Job metrics record properties of the jobs that are executed, information that can help you plan for trainings or plan capacity for further expansions of your Galaxy server.

Agenda

  1. TOC {:toc}

{: .agenda}

Metrics

Galaxy includes a built-in framework to collect job metrics and store these in its database. Some work was done to try and analyse job runtime metrics to optimise cluster allocation based on job inputs, and enhance job submission ({% cite Tyryshkina_2019 %}). More work will be done in this area.

{% icon comment %} Note

Job metrics are only visible to Galaxy admin users, unless you set expose_potentially_sensitive_job_metrics: true, like UseGalaxy.eu does. EU's intention with this is to empower users and make everything as transparent as possible.

{: .comment}

Setting up Galaxy

By default, Galaxy enables the core metrics:

screenshot of galaxy metrics

These include very basic submission parameters. We want more information!

{% icon hands_on %} Hands-on: Setting up the job metrics file

  1. Create the file templates/galaxy/config/job_metrics_conf.xml.j2 with the following contents:

    <?xml version="1.0"?>
    <job_metrics>
      <core />
      <cpuinfo />
      <meminfo />
      <uname />
      <env />
      <cgroup />
     <hostname />
    </job_metrics>

    You can see the sample file for further options regarding metrics.

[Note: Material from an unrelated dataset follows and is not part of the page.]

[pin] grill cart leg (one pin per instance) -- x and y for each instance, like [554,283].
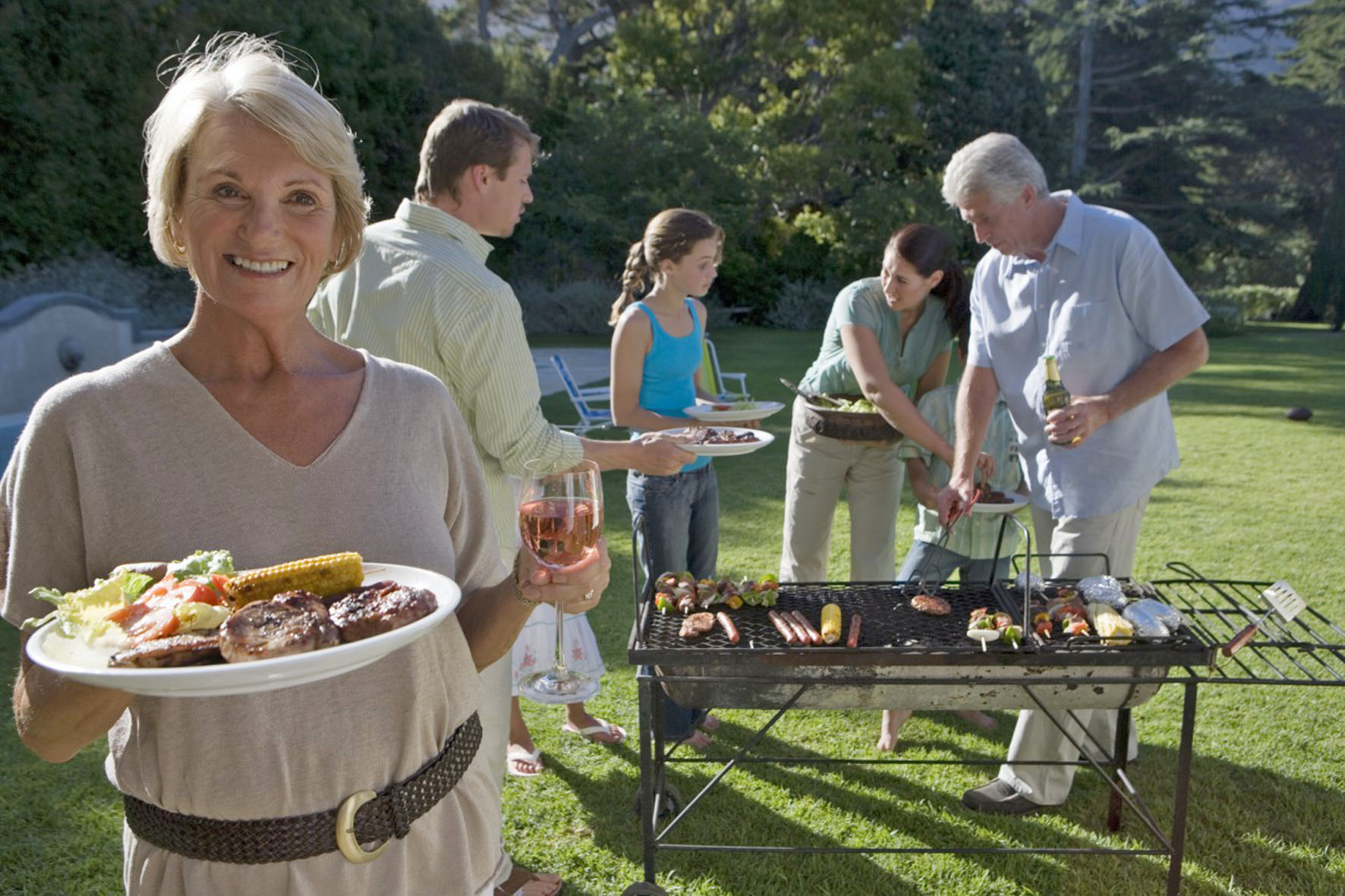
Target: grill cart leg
[650,778]
[1188,731]
[1120,753]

  2. Edit your playbook to install the package named cgroup-tools in a pre-task (with git/make/etc). This package is required to use cgget which is used in metrics collection.

  3. Edit the group variables file, group_vars/galaxyservers.yml:

    You'll need to make two edits:

    • Setting the job_metrics_config_file, to tell Galaxy where to look for the job metrics configuration.
    • Adding the file to the list of galaxy_config_templates to deploy it to the server:

    {% raw %}

    --- galaxyservers.yml.old
    +++ galaxyservers.yml
      galaxy_config:
        galaxy:
    +     job_metrics_config_file: "{{ galaxy_config_dir }}/job_metrics_conf.xml"
          brand: "My Galaxy"
          admin_users: admin@example.org
          database_connection: "postgresql:///galaxy?host=/var/run/postgresql"
    @@ -120,6 +121,8 @@ gie_proxy_setup_service: systemd
     gie_proxy_sessions_path: "{{ galaxy_mutable_data_dir }}/interactivetools_map.sqlite"
    
     galaxy_config_templates:
    +  - src: templates/galaxy/config/job_metrics_conf.xml.j2
    +    dest: "{{ galaxy_config.galaxy.job_metrics_config_file }}"
       - src: templates/galaxy/config/tool_conf_interactive.xml
         dest: "{{ galaxy_config_dir }}/tool_conf_interactive.xml"
       - src: templates/galaxy/config/job_conf.xml

    {% endraw %}

  4. Run the playbook

    ansible-playbook galaxy.yml
    

{: .hands_on}

Generating Metrics

With this, the job metrics tracking should be set up. Now when you run a job, you will see many more metrics:

{% icon hands_on %} Hands-on: Generate some metrics

  1. Run a job (any tool is fine, even upload)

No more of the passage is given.